声を掛けてきた男性はあまりにも長身で、カラフルでポップな見た目をしていた。
帽子にキャンディが刺さってるし、大きな渦巻きキャンディを杖の様にして持っている。
ハロウィンの仮装だろうか?飴が好きなのかな?大きい舌で舐めるのだろうか?だとしたらかわいい。
「えっと、迷子です」
「そんな恰好で?」
自分の姿を見る。
なるほど。胸から下腹部にかけて衣服は切り裂かれ、ちらりと見えてはいけないものまで見えていた。
「……」
「ハロウィンの仮装かな?」
男性はよく出来ているなと笑ってくれた。
普通暗闇に臓物むき出しの女がいたら声なんて掛けないだろうに。
「あはは…ハッピーハロウィーンです。お菓子をくれなきゃ悪戯しますよ!」
「おや。どんな悪戯かな?」
「え!?え〜と…」
イベント事が好きなのか。案外乗り気な彼の様子に言葉が出てこない。
(どうしよう)
「か、考えてなかったです」
「…」
「すみません」
何も思い浮かばない。

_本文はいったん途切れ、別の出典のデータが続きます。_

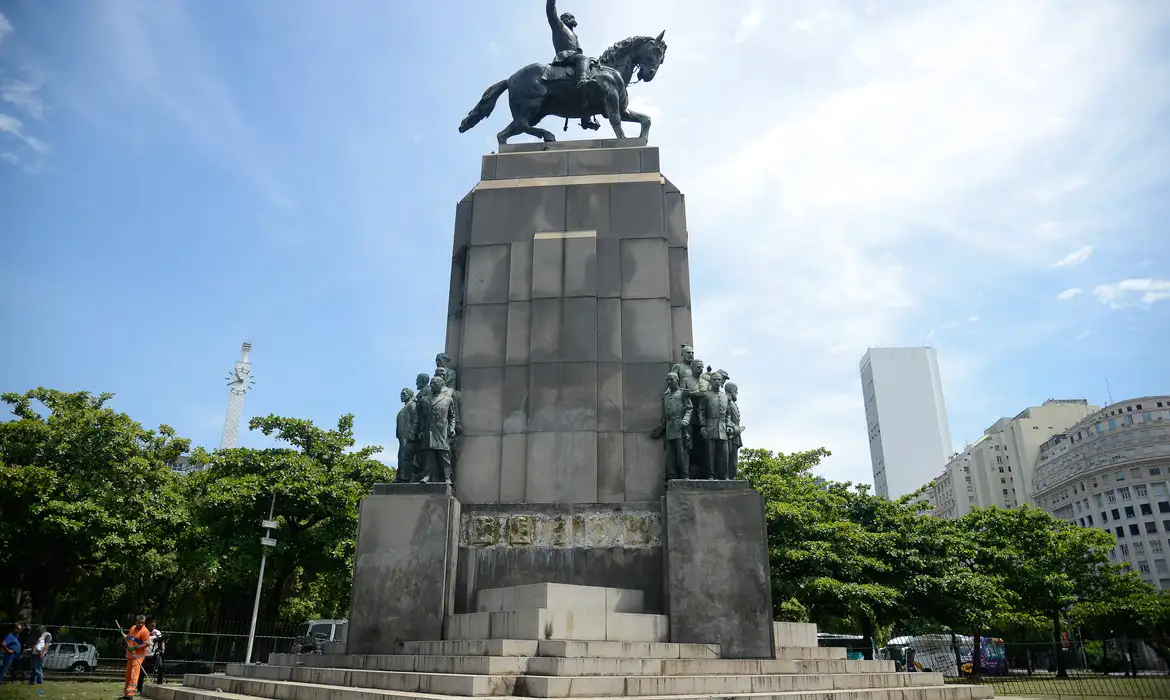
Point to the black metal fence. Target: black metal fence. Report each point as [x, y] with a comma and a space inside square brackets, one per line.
[197, 647]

せっかく話に乗ってもらったのに良い返しが出来なくて俯く。
「なら、私から
悪戯をしよう」
「へ?」
そう言うと彼は杖を振った。
月の光を夜露の様に纏った飴の波が、私の身体をそっと持ち上げる。
童話の魔法使いのような所業に、私は目を丸くすることしかできなかった。
「私は今仕事が終わって暇でね。散歩をしていたんだ」
「は、はあ…」
「よろしければお茶の相手をしてはくれないかね?」
「私なんかでいいんですか?その、服はボロボロですし」
「あぁ。皆お祭り騒ぎをして楽しんでいるのに、私達だけつまらないなんて不公平だろう?」
確かに理不尽なことが起こり、つまらない気持ちになっていたところだ。
(どうせ行く当てもないし)
「……じゃあ、よろしくお願いします。魔法使いさん」
「おやおや。では、期待に応えるよう努力しよう」
ペロリン、ペロリン。
特徴的な笑い声と共に彼が歩き出しながら杖を振るうと、歩調に合わせて飴の波が動き出す。
まるでアトラクションだ。
「わぁ…!」
「そうだ。名前を教えてくれないか?お茶をするのにいつまでもお嬢さんでは味気ないからね」
「みょうじ、みょうじなまえです!魔法使いさん!」
「私はシャーロット・ペロスペロー。これからよろしく頼むよ。なまえ」
「はい!」
この時、ワクワクと辺りを見渡していた私は。チェシャ猫のように笑う彼の様子にちっとも気づかなかったのだ。